Disaster recovery tops Expo agenda
IT staff attending this week's Storage Expo are plagued by familiar problems of reliability, capacity and compliance.
Disaster recovery is the number-one concern for most visitors to this week’s Storage Expo show in London, according to research, with storage service providers and consultants queuing up to help enterprise IT managers address the problem.
A new survey by BridgeHead Software questioned 350 executives, IT managers, network administrators and engineers from the US and the UK. When asked which factors were driving data archiving requirements, 70 percent cited disaster recovery/business continuity, 62 percent said data growth and 58 percent said regulatory compliance.
In the UK, tape is still used for archiving by 72 percent of respondents.

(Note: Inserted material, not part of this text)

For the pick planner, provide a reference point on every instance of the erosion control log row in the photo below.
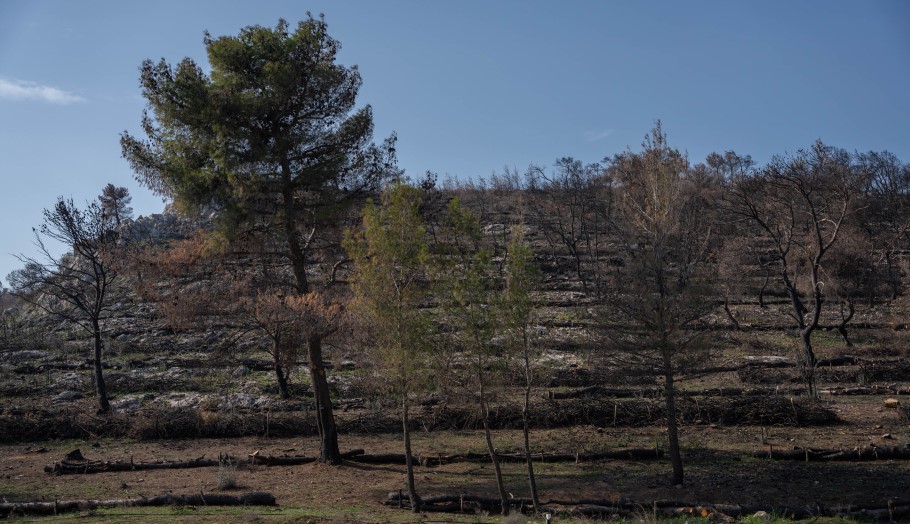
(853, 455)
(53, 508)
(462, 503)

In the US, however, the use of tape as a storage medium is actually growing, with a 16 percent increase recorded over the previous BridgeHead survey in 2005.
BridgeHead senior vice-president of corporate marketing, Patrick Dowling, believes this could be an indication that firms are using more tape to aid disaster recovery.
“On the one hand it could be that firms are extending tape backups as a way of doing archiving; on the other, people may be looking to protect data by keeping multiple copies on multiple formats and storing them in recovery centres,” he said.
Elsewhere, disaster recovery service provider Iron Mountain has tailored its managed Connected Backup/PC and LiveVault server backup offerings by adding extra support options.
Connected Backup/PC intalls a 4MB software client on every desktop and laptop PC that sends incremental changes to Iron Mountain’s datacentre once a day, while LiveVault does the same for servers.
“That [support] menu could include anything from a fully outsourced datacentre service where Iron Mountain owns the hardware and users access it securely over the internet, all the way down to a remote managed application service hosted on the customer network,” said Iron Mountain’s Nick Cater.